The flames flickered and went out, and the sphere of gray mist faded away. 

Riothamus wiped sweat from his brow. “Those wizards can hit hard.”

“Inelegant,” said Aegidia. “But strong. The mammoths, boy. Focus…”

More power spiked in the air. 

“Guardian!” said Riothamus. 

“Another attack!” said Aegidia. “Warding spells!”

Riothamus cast the spell, joining his power to Aegidia’s might.

Another sphere of gray mist billowed to life around the tower an instant before the blast of flame struck home.

Riothamus doubted the enemy’s wizards could keep up that pace of assault for very long. 

But it would be long enough. 

The mammoths and their drivers were on their own. 

###

“The prepared arrows!” shouted Romaria. “Now!”

Her trumpeter blasted out the command, gripping the reins in one hand and his trumpet in the other, and the horsemen obeyed.

Romaria reached to the tight-wrapped quiver dangling from her saddle, and drew out one of the prepared arrows. It was little different than the arrows she had already fired. But unlike the others, it had a thin strip of wet cloth wrapped around the shaft.

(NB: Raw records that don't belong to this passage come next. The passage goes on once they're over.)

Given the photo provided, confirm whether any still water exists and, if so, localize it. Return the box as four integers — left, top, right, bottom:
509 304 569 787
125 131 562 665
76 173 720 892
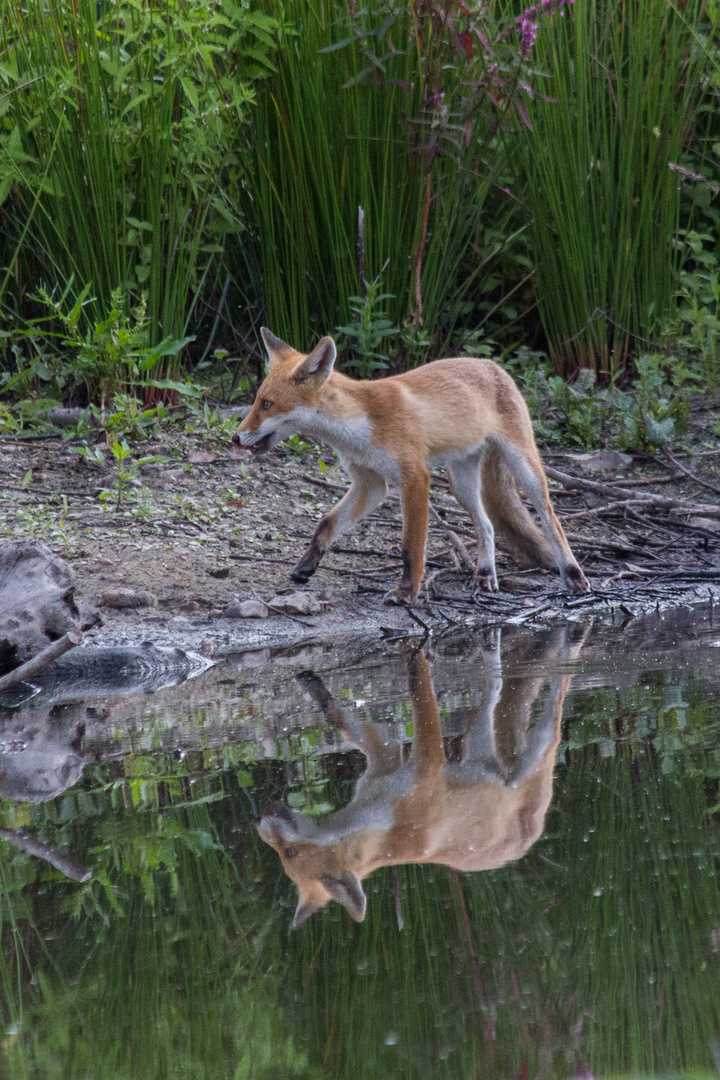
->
0 610 720 1080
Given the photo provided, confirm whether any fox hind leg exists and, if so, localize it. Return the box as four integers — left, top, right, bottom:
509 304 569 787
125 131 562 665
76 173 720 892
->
447 454 499 593
290 467 388 582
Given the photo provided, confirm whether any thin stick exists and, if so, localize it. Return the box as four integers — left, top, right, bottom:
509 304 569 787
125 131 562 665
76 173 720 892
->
665 450 720 495
0 828 93 881
430 502 475 575
0 630 82 693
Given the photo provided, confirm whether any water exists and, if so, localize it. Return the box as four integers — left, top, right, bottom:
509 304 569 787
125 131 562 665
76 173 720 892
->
0 611 720 1080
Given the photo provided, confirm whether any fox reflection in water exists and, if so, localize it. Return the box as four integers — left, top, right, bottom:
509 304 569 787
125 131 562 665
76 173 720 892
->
258 626 586 927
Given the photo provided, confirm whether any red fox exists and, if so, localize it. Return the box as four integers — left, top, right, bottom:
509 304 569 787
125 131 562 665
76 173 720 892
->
257 629 587 927
232 327 589 602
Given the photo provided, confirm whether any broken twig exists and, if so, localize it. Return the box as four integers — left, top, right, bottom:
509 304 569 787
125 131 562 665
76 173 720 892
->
0 630 82 693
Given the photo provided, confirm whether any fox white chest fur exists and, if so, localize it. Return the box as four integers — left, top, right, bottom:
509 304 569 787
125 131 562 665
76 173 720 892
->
233 328 589 602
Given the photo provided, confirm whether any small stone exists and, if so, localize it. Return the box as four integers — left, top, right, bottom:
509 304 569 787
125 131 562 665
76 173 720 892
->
270 593 325 615
225 600 268 619
100 589 158 610
568 450 633 473
689 517 720 532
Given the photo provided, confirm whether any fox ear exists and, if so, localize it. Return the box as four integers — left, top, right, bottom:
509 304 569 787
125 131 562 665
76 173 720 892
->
293 337 338 383
293 896 323 930
260 326 295 367
323 872 367 922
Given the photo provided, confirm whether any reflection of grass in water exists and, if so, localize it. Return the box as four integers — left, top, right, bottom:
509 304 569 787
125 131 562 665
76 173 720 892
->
282 686 720 1078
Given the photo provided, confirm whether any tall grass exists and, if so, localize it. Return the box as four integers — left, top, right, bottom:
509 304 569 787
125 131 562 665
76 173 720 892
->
516 0 704 375
0 0 273 352
239 0 518 362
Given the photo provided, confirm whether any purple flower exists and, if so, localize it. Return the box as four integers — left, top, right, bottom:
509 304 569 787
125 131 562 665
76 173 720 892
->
515 0 575 59
519 18 538 60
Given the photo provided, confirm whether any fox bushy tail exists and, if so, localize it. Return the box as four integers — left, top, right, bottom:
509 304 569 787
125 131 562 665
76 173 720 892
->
483 444 556 570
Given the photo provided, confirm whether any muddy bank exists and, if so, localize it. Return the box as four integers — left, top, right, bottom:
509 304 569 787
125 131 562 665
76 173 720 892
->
0 421 720 656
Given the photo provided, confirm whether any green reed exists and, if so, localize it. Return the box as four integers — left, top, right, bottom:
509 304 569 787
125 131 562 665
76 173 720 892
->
237 0 524 363
287 669 720 1080
516 0 704 375
0 0 273 360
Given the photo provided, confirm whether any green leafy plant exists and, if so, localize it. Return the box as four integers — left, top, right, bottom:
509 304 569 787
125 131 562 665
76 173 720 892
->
336 279 399 379
0 283 192 413
513 0 705 375
71 438 169 512
612 354 696 450
677 231 720 391
0 0 275 362
236 0 527 366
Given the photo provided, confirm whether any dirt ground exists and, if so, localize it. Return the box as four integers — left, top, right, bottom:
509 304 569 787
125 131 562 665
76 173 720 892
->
0 413 720 651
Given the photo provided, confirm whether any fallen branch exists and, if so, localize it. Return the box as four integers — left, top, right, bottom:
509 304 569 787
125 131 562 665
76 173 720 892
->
0 630 82 693
0 828 93 881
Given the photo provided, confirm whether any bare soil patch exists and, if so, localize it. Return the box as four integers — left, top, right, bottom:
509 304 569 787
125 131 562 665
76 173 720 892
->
0 415 720 652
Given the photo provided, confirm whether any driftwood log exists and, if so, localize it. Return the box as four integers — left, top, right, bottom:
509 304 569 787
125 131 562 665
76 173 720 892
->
0 540 99 674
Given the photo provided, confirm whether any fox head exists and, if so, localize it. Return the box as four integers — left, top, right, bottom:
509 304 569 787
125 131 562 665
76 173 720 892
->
232 326 337 454
257 806 367 927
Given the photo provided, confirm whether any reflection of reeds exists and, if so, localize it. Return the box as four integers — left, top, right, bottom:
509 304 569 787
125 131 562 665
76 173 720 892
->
239 0 517 362
518 0 704 374
0 669 720 1080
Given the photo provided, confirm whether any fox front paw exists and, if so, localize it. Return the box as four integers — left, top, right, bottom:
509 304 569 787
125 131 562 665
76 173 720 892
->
382 585 416 604
290 559 317 584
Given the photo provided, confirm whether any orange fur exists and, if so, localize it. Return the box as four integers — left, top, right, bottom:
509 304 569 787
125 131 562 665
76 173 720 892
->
233 328 588 600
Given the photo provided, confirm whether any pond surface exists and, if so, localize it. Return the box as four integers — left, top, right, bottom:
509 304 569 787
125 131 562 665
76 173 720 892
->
0 610 720 1080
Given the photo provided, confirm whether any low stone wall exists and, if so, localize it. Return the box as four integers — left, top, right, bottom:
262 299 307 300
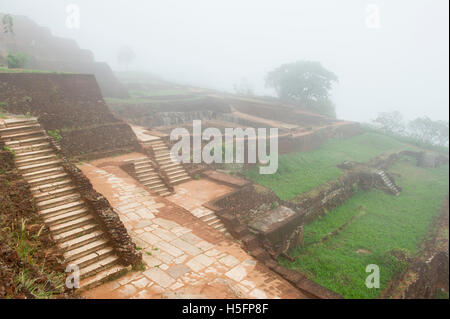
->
205 185 342 299
402 251 449 299
283 171 374 224
0 73 137 157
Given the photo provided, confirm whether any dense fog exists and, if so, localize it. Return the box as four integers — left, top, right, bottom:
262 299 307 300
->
0 0 449 121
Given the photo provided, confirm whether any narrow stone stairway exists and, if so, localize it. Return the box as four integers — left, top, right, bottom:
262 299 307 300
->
146 139 191 185
126 157 172 196
377 170 400 196
0 119 125 289
200 211 228 234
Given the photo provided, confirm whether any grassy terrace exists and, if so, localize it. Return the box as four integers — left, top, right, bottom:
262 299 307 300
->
281 157 449 298
246 132 414 200
0 67 71 74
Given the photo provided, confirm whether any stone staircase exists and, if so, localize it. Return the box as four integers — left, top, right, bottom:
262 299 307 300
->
0 119 125 289
145 139 191 186
377 170 400 196
126 157 172 196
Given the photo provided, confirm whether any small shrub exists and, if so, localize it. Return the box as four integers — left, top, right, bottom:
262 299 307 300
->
3 145 16 157
47 129 62 142
6 53 28 69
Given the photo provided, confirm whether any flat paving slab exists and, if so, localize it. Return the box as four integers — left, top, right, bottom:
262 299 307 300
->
79 158 306 299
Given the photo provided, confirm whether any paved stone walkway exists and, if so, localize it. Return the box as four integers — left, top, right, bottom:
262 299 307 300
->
79 158 305 298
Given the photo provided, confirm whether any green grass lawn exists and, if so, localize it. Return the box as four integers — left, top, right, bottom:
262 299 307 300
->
280 156 449 298
246 132 414 200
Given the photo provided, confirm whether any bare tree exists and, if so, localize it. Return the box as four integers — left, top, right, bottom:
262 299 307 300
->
117 46 136 71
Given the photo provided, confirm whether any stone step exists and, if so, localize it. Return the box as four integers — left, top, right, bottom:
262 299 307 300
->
207 218 222 228
124 157 148 164
18 160 61 173
167 171 188 180
134 160 152 168
80 255 119 279
64 238 108 262
5 135 49 148
160 163 181 170
0 123 41 134
71 246 114 268
80 265 126 289
39 199 85 218
53 223 98 243
216 225 227 233
134 166 155 174
153 146 169 154
158 159 180 169
49 215 95 236
166 169 186 179
36 192 81 211
0 130 45 141
139 173 161 183
170 176 191 185
200 212 218 222
59 230 104 250
153 185 168 193
142 179 164 187
156 155 178 165
14 148 54 160
22 166 67 180
8 142 53 157
139 169 158 177
28 172 67 191
155 149 175 159
144 183 166 190
5 118 37 127
16 154 56 167
30 178 72 196
33 185 76 202
44 208 89 226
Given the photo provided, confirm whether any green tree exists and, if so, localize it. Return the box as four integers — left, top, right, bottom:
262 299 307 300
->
6 53 28 69
408 116 449 146
266 61 338 116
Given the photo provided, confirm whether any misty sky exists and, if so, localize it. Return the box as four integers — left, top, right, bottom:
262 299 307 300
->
0 0 449 121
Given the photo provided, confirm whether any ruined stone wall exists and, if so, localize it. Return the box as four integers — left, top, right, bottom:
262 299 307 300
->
230 99 334 126
0 13 128 98
0 73 137 160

The stench of it filled Romaria’s nostrils, made her want to reach for the earth magic and become the wolf.

Which wasn’t surprising, since the cloth had been soaked in wolfhound urine. 

Most of the nobles and knights enjoyed hunting the lions and the deer that wandered the Grim Marches, and most kept kennels of wolfhounds. It was just as well that the lords preferred to travel with their hounds, giving them an ample supply of urine. 

And she already knew that the mammoths hated and feared wolves.

Hopefully, their instincts extended to wolfhounds.

The mammoths lumbered toward her riders, a solid wall of muscle and brown fur. Arrows hissed from the wooden platforms on the back of the beasts. An arrow blurred past Romaria’s horse, and one of her riders screamed and tumbled from the saddle. 

“Release!” shouted Romaria. 

She sent an arrow hurtling at the nearest mammoth. 

The arrow slammed into the beast’s trunk. The mammoth bellowed in fury, its trunk coiling. 

And the stench of the urine-soaked arrow filled its nostrils.

The mammoth trumpeted in sudden fear, head whipping back and forth as it tried to find the nonexistent wolfhound. Others did the same, whether from the urine-soaked arrows or instinct. Mammoths were herd animals, and panic could spread through herd animals like a fire in a dry forest. 

But the rest of them kept coming.

“Fall back!” shouted Romaria, loosing another arrow.

The horse archers wheeled and began to ride back to Lord Richard’s lines. One of the mammoths surged forward, crashing into the riders, and a dozen men and horses fell screaming. But the other mammoths began to panic, and a few broke away to flee across the plains. 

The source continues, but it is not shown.